Find x so that the triangle with vertices A=(4, 4, −2), B=(2, −1, −5), and C=(x, 14, −6) has a right angle at A.
as with the other question just like this one, you want AB•AC = 0
So,
(2-4)(x-4) + (-1-4)(14-4) + (-5+2)(-6+2) = 0
x = -15
To find the value of x such that the triangle ABC has a right angle at A, we need to determine if the dot product between the vectors AB and AC is zero.
Here's how you can do it step by step:
Step 1: Calculate the vectors AB and AC
The vector AB can be obtained by subtracting the coordinates of point A from the coordinates of point B. Likewise, the vector AC is obtained by subtracting the coordinates of point A from the coordinates of point C.

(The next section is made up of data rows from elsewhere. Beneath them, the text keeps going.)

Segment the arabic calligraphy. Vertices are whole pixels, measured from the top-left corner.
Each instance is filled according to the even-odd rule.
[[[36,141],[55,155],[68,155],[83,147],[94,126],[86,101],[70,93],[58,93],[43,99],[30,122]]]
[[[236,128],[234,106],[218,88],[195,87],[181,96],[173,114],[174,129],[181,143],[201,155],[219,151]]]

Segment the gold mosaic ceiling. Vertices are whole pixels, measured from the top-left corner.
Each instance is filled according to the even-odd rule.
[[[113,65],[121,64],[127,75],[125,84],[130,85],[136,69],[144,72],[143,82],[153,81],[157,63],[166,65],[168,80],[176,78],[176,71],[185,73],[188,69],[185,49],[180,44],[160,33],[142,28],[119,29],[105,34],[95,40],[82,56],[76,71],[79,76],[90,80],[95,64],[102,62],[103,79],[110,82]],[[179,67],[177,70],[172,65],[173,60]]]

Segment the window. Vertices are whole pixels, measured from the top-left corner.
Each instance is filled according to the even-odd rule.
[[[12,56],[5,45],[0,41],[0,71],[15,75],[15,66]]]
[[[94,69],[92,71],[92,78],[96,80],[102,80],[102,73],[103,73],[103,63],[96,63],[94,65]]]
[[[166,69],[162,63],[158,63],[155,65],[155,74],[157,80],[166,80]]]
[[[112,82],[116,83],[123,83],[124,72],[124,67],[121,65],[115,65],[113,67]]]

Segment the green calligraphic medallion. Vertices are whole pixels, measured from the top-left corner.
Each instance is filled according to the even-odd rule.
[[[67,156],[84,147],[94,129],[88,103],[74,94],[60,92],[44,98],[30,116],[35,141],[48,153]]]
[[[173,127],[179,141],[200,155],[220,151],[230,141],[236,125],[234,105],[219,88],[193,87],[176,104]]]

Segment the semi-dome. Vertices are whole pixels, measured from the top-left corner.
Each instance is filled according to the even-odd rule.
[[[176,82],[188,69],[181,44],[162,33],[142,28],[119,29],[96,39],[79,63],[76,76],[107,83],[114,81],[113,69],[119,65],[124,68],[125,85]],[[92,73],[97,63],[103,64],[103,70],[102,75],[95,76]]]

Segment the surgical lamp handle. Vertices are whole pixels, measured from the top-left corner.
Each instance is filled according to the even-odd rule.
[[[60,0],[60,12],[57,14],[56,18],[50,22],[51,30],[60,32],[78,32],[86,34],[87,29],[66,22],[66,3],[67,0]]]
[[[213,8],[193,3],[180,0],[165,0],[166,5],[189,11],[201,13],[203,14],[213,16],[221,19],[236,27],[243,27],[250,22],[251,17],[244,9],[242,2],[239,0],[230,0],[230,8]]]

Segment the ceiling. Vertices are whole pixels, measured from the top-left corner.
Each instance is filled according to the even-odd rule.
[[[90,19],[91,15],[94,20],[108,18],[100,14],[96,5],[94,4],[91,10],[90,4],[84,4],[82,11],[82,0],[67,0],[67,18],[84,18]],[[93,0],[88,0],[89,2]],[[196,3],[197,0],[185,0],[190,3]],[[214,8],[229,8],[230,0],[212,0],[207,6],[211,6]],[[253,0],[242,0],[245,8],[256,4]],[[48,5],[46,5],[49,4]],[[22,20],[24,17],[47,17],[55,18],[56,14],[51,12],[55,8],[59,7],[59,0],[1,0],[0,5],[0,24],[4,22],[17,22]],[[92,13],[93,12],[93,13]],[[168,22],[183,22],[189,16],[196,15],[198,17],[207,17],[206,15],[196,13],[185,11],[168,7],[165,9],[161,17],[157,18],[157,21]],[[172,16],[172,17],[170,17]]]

AB = B - A = (2, -1, -5) - (4, 4, -2)
To calculate the coordinates, subtract corresponding values:
AB = (-2, -5, -3)
AC = C - A = (x, 14, -6) - (4, 4, -2)
AC = (x - 4, 10, -4)
Step 2: Calculate the dot product
The dot product between two vectors can be calculated by multiplying their corresponding components and then summing them up.
Dot product of AB and AC = AB · AC = (-2)(x-4) + (-5)(10) + (-3)(-4)
Simplifying, we get:
6 - 2x - 50 + 12
-2x - 32
Step 3: Set the dot product equal to zero and solve for x
Since we want the triangle to have a right angle at A, the dot product should be zero.
-2x - 32 = 0
To solve for x, we can add 32 to both sides:
-2x = 32
Finally, divide both sides by -2:
x = -16
Therefore, x = -16 is the value that makes the triangle ABC have a right angle at A.